Ich schaffte es mühsam fast bis auf die Knie, aber der Rest war entmutigend, und ich dachte, warum um alles in der Welt sollte ich mir solche Mühe machen, also legte ich mich vorsichtig wieder hin. Es trug nicht dazu bei, das allgemeine Klima zu verbessern.

»Stehen Sie auf«, sagte er wütend.

Ich schloß die Augen. Es folgte ein scharfer Schlag auf meinen Oberschenkel. Ich öffnete die Augen gerade rechtzeitig, um zu sehen, wie das Gummigesicht mit der amerikanischen Stimme zu einem neuen Tritt ausholte. Alles, was man sagen konnte, war, daß er Schuhe trug und keine Stiefel.

»Hör auf damit.« Die scharfe Stimme ließ ihn mitten im Tritt innehalten. »Setz ihn einfach nur auf den Stuhl da.«

Amerika-Gummigesicht zog besagten Stuhl herbei und stellte ihn dem Lehnstuhl gegenüber auf, zwei Meter davon entfernt.
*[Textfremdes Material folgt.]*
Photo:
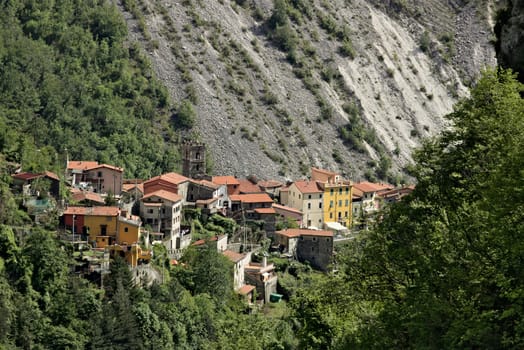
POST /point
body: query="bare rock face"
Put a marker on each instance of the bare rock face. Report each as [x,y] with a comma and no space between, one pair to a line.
[511,37]
[364,82]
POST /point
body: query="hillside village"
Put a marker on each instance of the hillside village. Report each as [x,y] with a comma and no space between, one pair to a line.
[106,215]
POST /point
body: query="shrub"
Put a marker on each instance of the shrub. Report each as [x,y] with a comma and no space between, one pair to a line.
[347,49]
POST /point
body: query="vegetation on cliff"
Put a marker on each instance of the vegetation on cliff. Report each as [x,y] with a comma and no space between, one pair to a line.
[69,83]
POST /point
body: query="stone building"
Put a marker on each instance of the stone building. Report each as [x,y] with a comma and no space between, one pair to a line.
[193,159]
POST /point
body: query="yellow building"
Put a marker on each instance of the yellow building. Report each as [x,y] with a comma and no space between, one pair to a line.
[337,197]
[107,227]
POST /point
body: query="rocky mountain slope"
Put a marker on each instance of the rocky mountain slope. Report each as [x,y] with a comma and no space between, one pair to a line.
[279,86]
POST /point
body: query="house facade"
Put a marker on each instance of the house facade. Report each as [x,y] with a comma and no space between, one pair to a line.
[240,261]
[100,178]
[307,196]
[337,198]
[27,183]
[263,277]
[170,182]
[102,226]
[371,195]
[161,210]
[312,246]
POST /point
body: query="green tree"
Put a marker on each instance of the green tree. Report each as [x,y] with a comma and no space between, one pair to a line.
[441,265]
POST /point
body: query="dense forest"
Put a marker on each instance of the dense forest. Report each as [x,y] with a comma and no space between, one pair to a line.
[71,84]
[442,269]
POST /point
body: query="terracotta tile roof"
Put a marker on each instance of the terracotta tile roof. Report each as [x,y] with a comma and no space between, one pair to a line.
[322,233]
[173,178]
[170,196]
[131,187]
[233,256]
[51,175]
[306,186]
[251,198]
[398,192]
[92,211]
[206,201]
[278,207]
[30,176]
[372,187]
[154,204]
[245,289]
[206,183]
[270,184]
[246,186]
[289,233]
[297,232]
[89,165]
[81,164]
[202,241]
[87,195]
[225,180]
[112,167]
[357,193]
[324,171]
[265,211]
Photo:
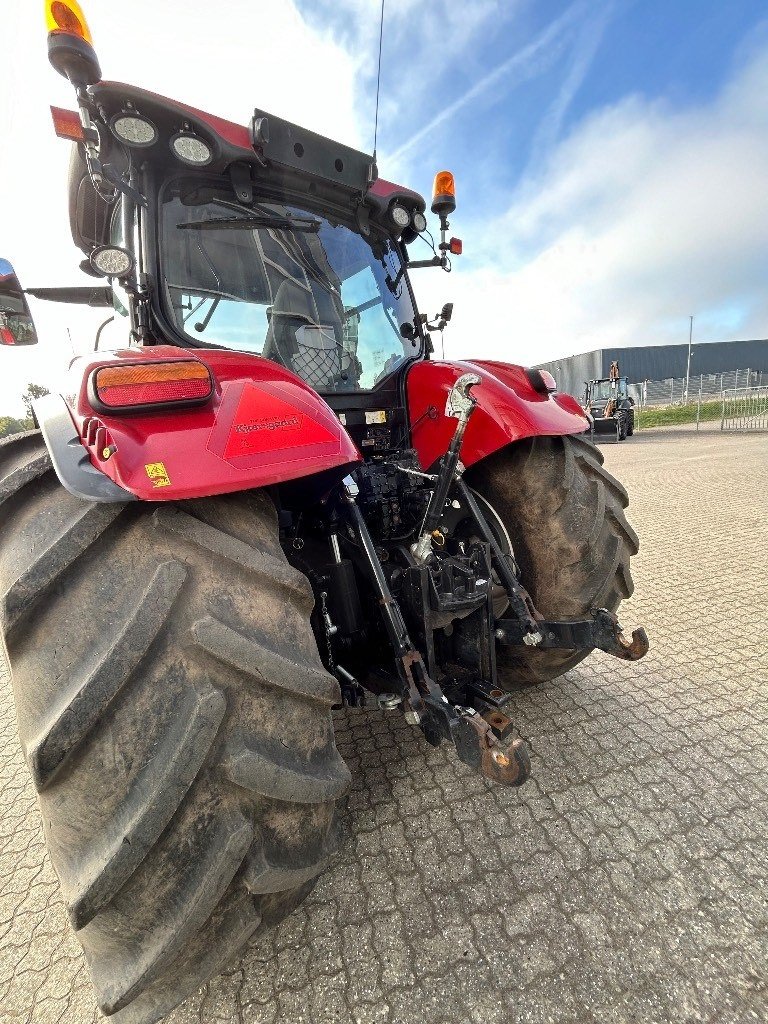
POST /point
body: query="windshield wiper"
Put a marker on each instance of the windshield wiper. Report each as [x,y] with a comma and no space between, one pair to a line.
[308,224]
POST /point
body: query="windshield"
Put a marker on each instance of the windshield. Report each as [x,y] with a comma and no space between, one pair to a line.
[289,285]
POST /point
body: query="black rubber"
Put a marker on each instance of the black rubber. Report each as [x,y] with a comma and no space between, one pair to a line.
[564,514]
[176,720]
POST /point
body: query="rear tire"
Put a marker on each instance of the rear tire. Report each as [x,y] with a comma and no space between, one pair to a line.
[571,541]
[176,720]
Viktorianische Epoche, Mitte, schätzte ich automatisch. Mahagoni. Hatte wahrscheinlich einmal eine Sitzfläche aus Rohrgeflecht, war aber jetzt mit einem rosagrundigen, geblümten, glänzenden Chintz bezogen. Die beiden Gummigesichter [14]hoben mich gewaltsam hoch und drapierten mich so auf den Stuhl, daß meine gefesselten Handgelenke hinter der Rückenlehne hingen. Als sie damit fertig waren, traten sie zurück, genau so weit, daß sie einen Schritt hinter jeder meiner Schultern standen.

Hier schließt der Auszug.